Credential Network Selected for WTIA's 14th Founder Cohort
Credential Network was selected for WTIA's 14th Founder Cohort, one of 21 Washington startups chosen this year. The four-month accelerator brings mentorship, peer learning, and investor introductions as we onboard providers and build on a recent $750,000 HSSA Phase 2 grant.
Credential Network is proud to be building in the Pacific Northwest, and this past week reminded me exactly why. We were named to the 14th WTIA Founder Cohort, one of 21 Washington startups selected this year (covered by GeekWire on June 2).
Last week I sat in on the cohort's first session, and I came away nothing short of impressed. The founders in the room are building serious companies with real momentum, and the people leading the program are genuinely invested in seeing every one of us succeed. It was a reminder that we are not doing this alone, and that the community around us in this region is a big part of the story.
What the Founder Cohort Is
The Founder Cohort is a four-month accelerator for early-stage Washington technology companies, built around mentorship, peer learning, and introductions to investors and industry leaders. WTIA reports the program has supported more than 350 companies since it began, with alumni collectively raising more than $500 million.
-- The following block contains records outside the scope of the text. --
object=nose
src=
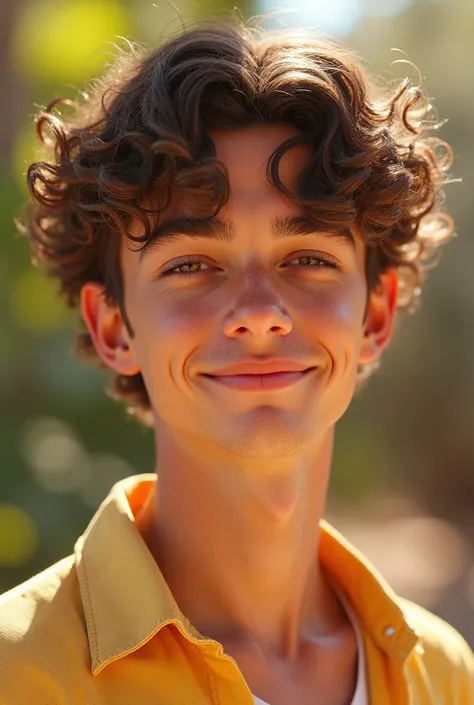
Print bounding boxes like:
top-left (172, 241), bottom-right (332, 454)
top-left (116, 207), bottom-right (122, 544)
top-left (224, 287), bottom-right (293, 342)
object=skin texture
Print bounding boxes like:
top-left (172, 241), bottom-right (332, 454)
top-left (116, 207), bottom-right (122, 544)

This year's group spans AI, cybersecurity, healthcare, and enterprise software. Those are the same areas we work across every day. Credential Network is a Spokane healthcare technology company building a data management platform for provider credentialing and payer enrollment, with AI automation at its core and SOC 2 Type II and HIPAA compliance underneath it.
An Active Stretch for Us
The cohort comes during an active stretch for us. We recently accepted a $750,000 Phase 2 grant from the Health Sciences and Services Authority of Spokane County (HSSA), which brings our total funding to $2.75 million across private investment and HSSA matching grants. That funding supports the work in front of us: getting providers onboarded, tightening the platform, and proving the model with real customers.
Building in the Pacific Northwest
None of this happens without the people and organizations behind us. The support from the Washington technology community has been remarkable and a real part of how we got here, including WTIA, Ignite Northwest, Launchpad INW, the Spokane Angel Alliance, Greater Spokane Inc., and HSSA.
The Founder Cohort builds on that with four months of mentorship and a peer group of Washington founders working through the same stage. For a team building in Spokane, that is a valuable thing to plug into.